Natural catastrophes and climate change

USD 2.3 bn

Natural catastrophe premiums in our P&C Reinsurance business

(USD 2.3 billion in 2017)

Natural catastrophes are a key risk in our Property & Casualty (P&C) business. The damage caused by floods, storms, earthquakes and other natural catastrophes can affect millions of lives and the economies of entire countries. Following a relatively benign first half of the year, the second half saw a number of natural catastrophes, contributing to make 2018 the fourth-costliest year for the insurance industry according to the Swiss Re Institute.

Swiss Re’s estimated combined claims from natural catastrophes were USD 2.2 billion in 2018.

These figures underline the significant benefits that access to effective re/insurance protection against natural catastrophes creates for our clients and for society at large. In 2018, our clients in P&C Reinsurance paid us USD 2.3 billion of natural catastrophe premiums (for losses larger than USD 20 million), equivalent to approximately 14% of total premiums in this business segment.

Even before 2017 and 2018, both economic and insured losses caused by natural catastrophes had steadily increased on average over the past 20 years. The main reasons are economic development, population growth, urbanisation and a higher concentration of assets in exposed areas.

View from space on a hurricane forming on earth (photo)

A typhoon approaching Japan. Natural catastrophes and the impact of climate change are key risks in our core business.

This general trend will continue. But crucially, economic losses will be further aggravated by climate change. The scientific consensus is that a continued rise in average global temperatures will have a significant effect on weather-related natural catastrophes.

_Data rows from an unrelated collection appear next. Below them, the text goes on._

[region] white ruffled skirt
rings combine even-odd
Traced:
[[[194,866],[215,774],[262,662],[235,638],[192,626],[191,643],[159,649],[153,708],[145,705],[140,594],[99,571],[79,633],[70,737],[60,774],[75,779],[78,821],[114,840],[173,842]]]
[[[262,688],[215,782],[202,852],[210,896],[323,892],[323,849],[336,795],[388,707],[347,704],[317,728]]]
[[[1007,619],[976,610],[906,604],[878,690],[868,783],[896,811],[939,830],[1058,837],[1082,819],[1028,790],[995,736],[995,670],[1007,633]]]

According to the the Fifth Assessment Report (AR5, 2014) and the Special Report on Global Warming of 1.5 °C (SR15, 2018), published by the Intergovernmental Panel on Climate Change (IPCC,, a changing climate gradually leads to shifts in the frequency, intensity, spatial extent, duration and timing of extreme weather events.

If climate change remains unchecked, the makeup of the main drivers will thus gradually shift, with climate change accounting for an increasingly large share of natural catastrophe losses.

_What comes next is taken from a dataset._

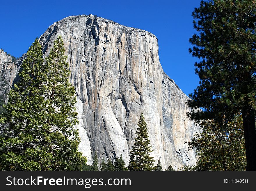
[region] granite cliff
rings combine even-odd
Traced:
[[[160,158],[163,168],[171,164],[176,169],[195,163],[194,151],[184,143],[198,127],[186,117],[188,97],[163,71],[154,35],[91,15],[72,16],[54,23],[40,38],[44,57],[59,35],[77,97],[79,149],[89,164],[96,152],[106,160],[122,154],[127,165],[141,112],[156,163]],[[8,87],[23,58],[11,63],[3,52],[0,77]]]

To assess our Property & Casualty business accurately and to structure sound risk transfer solutions, we need to clearly understand the economic impact of natural catastrophes and the effect of climate change. This is why we invest in proprietary, state-of-the-art natural catastrophe models and regularly collaborate with universities and scientific institutions.

While the impact of climate change will increase gradually over the coming decades, most of our business is renewed and repriced annually, and our risk models are refined every few years. Risks are normally covered for 12 months (up to five years for cat bonds). Thus, re/insurance premiums do not reflect expected loss trends over the coming decades. Rather, for underwriting and risk management purposes, our models provide an estimate of the current risk. But as natural catastrophe losses continue to rise as a result of the different factors listed above, our models will gradually factor in this trend.

In addition to providing re/insurance covers, we offer our clients strategic expertise and integral risk assessments of natural disasters and climate adaptation. These include free access for our clients to Swiss Re’s CatNet® tool (, which includes our recently launched Global Storm Surge Zones service, and our expertise publications.

Natural Catastrophe Data

In our 2018 Financial Report, we provide detailed quantitative information on natural catastrophe perils: the four perils with the highest expected annual losses ("Climate metrics and targets") and the liquidity requirements stemming from four extreme loss scenarios (“Insurance risk stress tests”).